Union calls for a moratorium on cuts that have already taken 9,000 jobs
General secretary Michelle Stanistreet says cuts are threatening the quality of journalism not only at flagship programmes such as Newsnight, which has had its budget slashed by 50% in real terms over the past five years, but in local radio and television as well as the World Service.
She said: “With fewer journalists, many employed on a casual basis, it means there is no time for that extra telephone all, no time to double-check the facts, no time to reflect properly before a programme goes out.
“The current re-grading proposals could see a situation where someone can be paid the minimum of £15,000 and end up in charge of a sensitive political report, or even output a whole programme and then get blamed when it goes wrong.
“It’s testament to the great journalists working at the BBC that they manage, often through sheer goodwill and professional commitment, to get the job done despite staff shortages and dwindling resources. But the pressure this puts on journalists and journalism is undeniable.”
Calling on BBC chair Lord Patten to take a long hard look at what has happened, Michelle Stanistreet urged him to take on a director general who would fight for quality journalism and stop the cuts.
She said: “There must be a moratorium on these cuts. This should be a wake-up call top the BBC – they need to take the opportunity to halt the assault on frontline journalism and put in place measures to shore up news and current affairs before it is too late.”

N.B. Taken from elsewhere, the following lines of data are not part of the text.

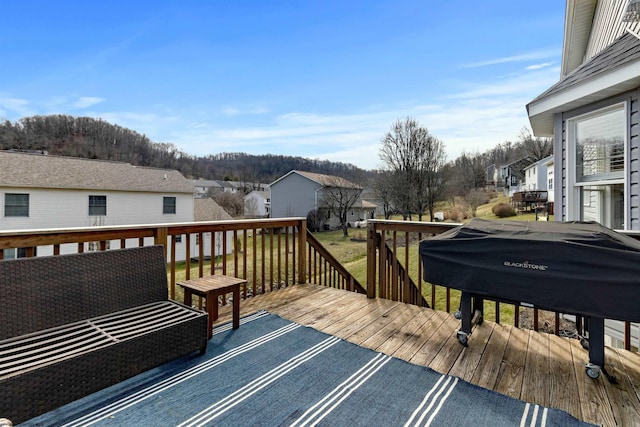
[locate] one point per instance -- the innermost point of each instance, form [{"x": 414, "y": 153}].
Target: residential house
[
  {"x": 205, "y": 188},
  {"x": 43, "y": 192},
  {"x": 592, "y": 115},
  {"x": 511, "y": 176},
  {"x": 257, "y": 204},
  {"x": 535, "y": 175},
  {"x": 297, "y": 193}
]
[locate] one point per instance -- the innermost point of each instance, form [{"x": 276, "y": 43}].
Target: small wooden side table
[{"x": 211, "y": 287}]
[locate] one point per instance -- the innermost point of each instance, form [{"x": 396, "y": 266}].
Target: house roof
[
  {"x": 263, "y": 194},
  {"x": 208, "y": 210},
  {"x": 324, "y": 180},
  {"x": 544, "y": 161},
  {"x": 577, "y": 22},
  {"x": 616, "y": 69},
  {"x": 43, "y": 171}
]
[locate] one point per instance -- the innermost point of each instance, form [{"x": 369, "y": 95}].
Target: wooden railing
[
  {"x": 394, "y": 271},
  {"x": 269, "y": 253}
]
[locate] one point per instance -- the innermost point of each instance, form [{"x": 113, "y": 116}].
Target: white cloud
[
  {"x": 539, "y": 66},
  {"x": 15, "y": 105},
  {"x": 523, "y": 57},
  {"x": 87, "y": 101},
  {"x": 235, "y": 111}
]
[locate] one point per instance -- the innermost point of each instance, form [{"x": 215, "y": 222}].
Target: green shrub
[{"x": 503, "y": 210}]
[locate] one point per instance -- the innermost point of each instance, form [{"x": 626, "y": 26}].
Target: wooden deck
[{"x": 535, "y": 367}]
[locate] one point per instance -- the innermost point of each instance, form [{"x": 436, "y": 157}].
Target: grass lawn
[{"x": 351, "y": 251}]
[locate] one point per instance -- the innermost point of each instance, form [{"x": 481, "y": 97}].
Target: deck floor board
[{"x": 535, "y": 367}]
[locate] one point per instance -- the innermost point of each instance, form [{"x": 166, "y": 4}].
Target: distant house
[
  {"x": 205, "y": 188},
  {"x": 297, "y": 193},
  {"x": 592, "y": 115},
  {"x": 257, "y": 204},
  {"x": 512, "y": 176},
  {"x": 43, "y": 192},
  {"x": 535, "y": 175}
]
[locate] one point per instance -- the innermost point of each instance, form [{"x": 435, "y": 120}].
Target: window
[
  {"x": 16, "y": 204},
  {"x": 168, "y": 205},
  {"x": 97, "y": 205},
  {"x": 596, "y": 144}
]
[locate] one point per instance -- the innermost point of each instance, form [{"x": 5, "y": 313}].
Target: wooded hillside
[{"x": 90, "y": 138}]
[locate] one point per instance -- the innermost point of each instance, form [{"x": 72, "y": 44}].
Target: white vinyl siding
[
  {"x": 596, "y": 157},
  {"x": 16, "y": 205},
  {"x": 97, "y": 205},
  {"x": 68, "y": 208},
  {"x": 608, "y": 26},
  {"x": 169, "y": 205}
]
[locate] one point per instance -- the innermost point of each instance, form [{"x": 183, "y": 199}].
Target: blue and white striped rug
[{"x": 272, "y": 372}]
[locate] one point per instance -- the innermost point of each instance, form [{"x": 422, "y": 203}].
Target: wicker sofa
[{"x": 73, "y": 324}]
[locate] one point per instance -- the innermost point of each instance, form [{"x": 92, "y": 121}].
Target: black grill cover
[{"x": 569, "y": 267}]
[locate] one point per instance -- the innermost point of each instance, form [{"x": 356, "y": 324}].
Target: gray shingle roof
[
  {"x": 327, "y": 180},
  {"x": 43, "y": 171},
  {"x": 208, "y": 210}
]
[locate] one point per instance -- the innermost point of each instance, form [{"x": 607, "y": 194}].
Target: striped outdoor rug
[{"x": 272, "y": 372}]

The NUJ believes the backdrop to the Newsnight crisis is the remorseless cost-cutting across the BBC that started in 2004. Since then 9,000 jobs have gone, including 140 in BBC news this year alone – the eighth consecutive year of cuts.
Michelle Stanistreet said: “Mark Thompson’s decision, behind closed doors, to agree to a licence fee freeze until 2017 and to take on an extra £340 million in spending commitments, including the funding of the World Service, local TV and the rollout of fast broadband, was a disaster for the BBC.
“This has been compounded by the way BBC senior executives have implemented the cuts. They have chosen to cut staffing and budgets in frontline journalism; news has been particularly badly hit. Rather than hack away at the fleshy layers of management, they have chosen to cut at the sharp end and inevitably that will make it harder for quality, thorough journalism to flourish.”
* NUJ members at Newsnight have asked the NUJ to make clear they are appalled at what happened, and that the overwhelming majority of those who work there had no involvement with the story, and were not consulted about it before broadcast.
They are determined to go on doing their jobs and to support the BBC management in its effort to go on delivering the Corporation’s world class journalism.